Price: $3,499, Case Size: 42mm Case Height: 13.85, mm Lug to Lug: 54mm, Lug Width: 21mm, Crystal: Sapphire, Water Resistance: 100 meters, Movement: Automatic BALL RR1201-C
Ball Watch’s take on the familiar blue-and-red “Pepsi” design pioneered by Rolex back in the 1950s is a rugged, 42mm steel timepiece whose bicolor, bidirectional GMT bezel is made of scratch-resistant sapphire. The dial features a 24-hour scale on its main face rather than a traditional 12-hour layout, with 12 corresponding hour markers instead placed on an inside flange. Using the red-tipped GMT hand along with both scales, the wearer can potentially read three time zones at once. Like all watches from Ball, the dial uses tritium-filled micro-gas tubes for its luminous elements rather than the more common Super-LumiNova; the former glows brighter and longer than the latter and requires no outside light source to activate. Beating inside is an ETA-based, COSC-certified, self-winding movement, protected from magnetic fields up to 4,800 A/m and impacts up to 7,500 Gs.
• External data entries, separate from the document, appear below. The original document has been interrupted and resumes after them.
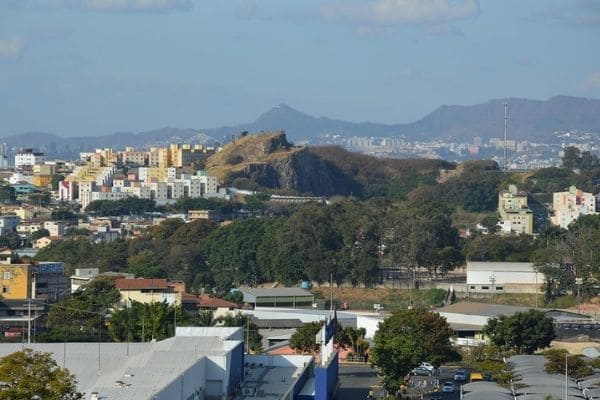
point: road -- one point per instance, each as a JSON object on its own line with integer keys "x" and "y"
{"x": 356, "y": 380}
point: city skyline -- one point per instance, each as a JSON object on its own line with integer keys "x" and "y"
{"x": 87, "y": 67}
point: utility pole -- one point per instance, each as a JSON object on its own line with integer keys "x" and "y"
{"x": 29, "y": 321}
{"x": 566, "y": 376}
{"x": 331, "y": 292}
{"x": 492, "y": 282}
{"x": 505, "y": 137}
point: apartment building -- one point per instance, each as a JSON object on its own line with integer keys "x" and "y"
{"x": 570, "y": 205}
{"x": 515, "y": 215}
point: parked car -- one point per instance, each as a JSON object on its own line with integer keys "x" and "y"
{"x": 427, "y": 365}
{"x": 476, "y": 376}
{"x": 422, "y": 371}
{"x": 448, "y": 387}
{"x": 460, "y": 375}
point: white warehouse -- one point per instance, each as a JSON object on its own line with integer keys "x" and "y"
{"x": 503, "y": 277}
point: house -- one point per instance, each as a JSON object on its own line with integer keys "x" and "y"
{"x": 568, "y": 206}
{"x": 56, "y": 228}
{"x": 82, "y": 276}
{"x": 148, "y": 290}
{"x": 15, "y": 281}
{"x": 45, "y": 241}
{"x": 5, "y": 255}
{"x": 9, "y": 223}
{"x": 515, "y": 215}
{"x": 204, "y": 302}
{"x": 49, "y": 280}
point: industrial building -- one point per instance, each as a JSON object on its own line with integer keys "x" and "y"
{"x": 278, "y": 297}
{"x": 503, "y": 277}
{"x": 199, "y": 363}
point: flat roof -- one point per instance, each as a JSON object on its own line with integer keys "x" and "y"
{"x": 500, "y": 266}
{"x": 142, "y": 368}
{"x": 484, "y": 309}
{"x": 276, "y": 292}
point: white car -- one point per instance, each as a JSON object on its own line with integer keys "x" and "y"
{"x": 460, "y": 375}
{"x": 448, "y": 387}
{"x": 427, "y": 366}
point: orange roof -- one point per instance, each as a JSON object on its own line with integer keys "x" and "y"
{"x": 141, "y": 283}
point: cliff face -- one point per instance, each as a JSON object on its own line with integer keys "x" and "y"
{"x": 302, "y": 172}
{"x": 270, "y": 161}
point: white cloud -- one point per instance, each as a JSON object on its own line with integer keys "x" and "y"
{"x": 401, "y": 12}
{"x": 593, "y": 81}
{"x": 11, "y": 47}
{"x": 109, "y": 5}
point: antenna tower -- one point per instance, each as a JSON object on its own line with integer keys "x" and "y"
{"x": 505, "y": 139}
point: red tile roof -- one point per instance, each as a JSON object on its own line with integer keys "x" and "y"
{"x": 141, "y": 283}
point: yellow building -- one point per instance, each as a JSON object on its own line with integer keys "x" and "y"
{"x": 42, "y": 180}
{"x": 147, "y": 291}
{"x": 15, "y": 281}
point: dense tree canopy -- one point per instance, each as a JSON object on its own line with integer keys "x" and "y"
{"x": 29, "y": 374}
{"x": 523, "y": 332}
{"x": 408, "y": 338}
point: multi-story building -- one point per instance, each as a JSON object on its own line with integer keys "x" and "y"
{"x": 56, "y": 228}
{"x": 28, "y": 158}
{"x": 568, "y": 206}
{"x": 515, "y": 215}
{"x": 49, "y": 280}
{"x": 148, "y": 290}
{"x": 15, "y": 281}
{"x": 9, "y": 223}
{"x": 133, "y": 157}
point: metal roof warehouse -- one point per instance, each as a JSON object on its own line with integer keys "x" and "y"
{"x": 278, "y": 297}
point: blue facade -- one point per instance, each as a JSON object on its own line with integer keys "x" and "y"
{"x": 236, "y": 369}
{"x": 326, "y": 379}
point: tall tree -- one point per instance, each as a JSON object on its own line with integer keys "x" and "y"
{"x": 29, "y": 374}
{"x": 524, "y": 332}
{"x": 407, "y": 338}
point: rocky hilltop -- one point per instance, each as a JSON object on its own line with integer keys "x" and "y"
{"x": 268, "y": 160}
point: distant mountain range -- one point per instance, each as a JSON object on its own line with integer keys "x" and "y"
{"x": 534, "y": 120}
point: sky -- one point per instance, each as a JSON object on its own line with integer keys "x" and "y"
{"x": 91, "y": 67}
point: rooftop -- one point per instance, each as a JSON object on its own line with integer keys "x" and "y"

Price: 920 Euros, Case Size: 39mm Case Height: 12mm, Lug to Lug: 47mm, Lug Width: 20mm, Crystal: Sapphire, Water Resistance: 100 meters, Movement: Automatic Soprod C125
Founded in France in 2017, Baltic has swiftly staked out its spot on the independent microbrand scene with its vintage-influenced collection, particularly the Aquascaphe, a retro divers’ watch heavily influenced by midcentury classics like Blancpain’s Bathyscaphe models. For the GMT version of the Aquascaphe, Baltic replaced the base model’s unidirectional bezel with 60-minute dive scale with a more travel-friendly, bidirectional (and bicolor) 24-hour bezel, which can be used in conjunction with a central arrow-tipped hand to read the time in a second time zone. The dive-watch DNA of the Aquascaphe series is clearly present, with the dial sporting geometric hour markers, plentiful lume on the markers and hands, and a 100-meter water resistance (half of the diving model’s 200-meter rating, but still substantial). Adding to the value proposition is Baltic’s use of a self-winding Soprod movement inside the brushed steel case.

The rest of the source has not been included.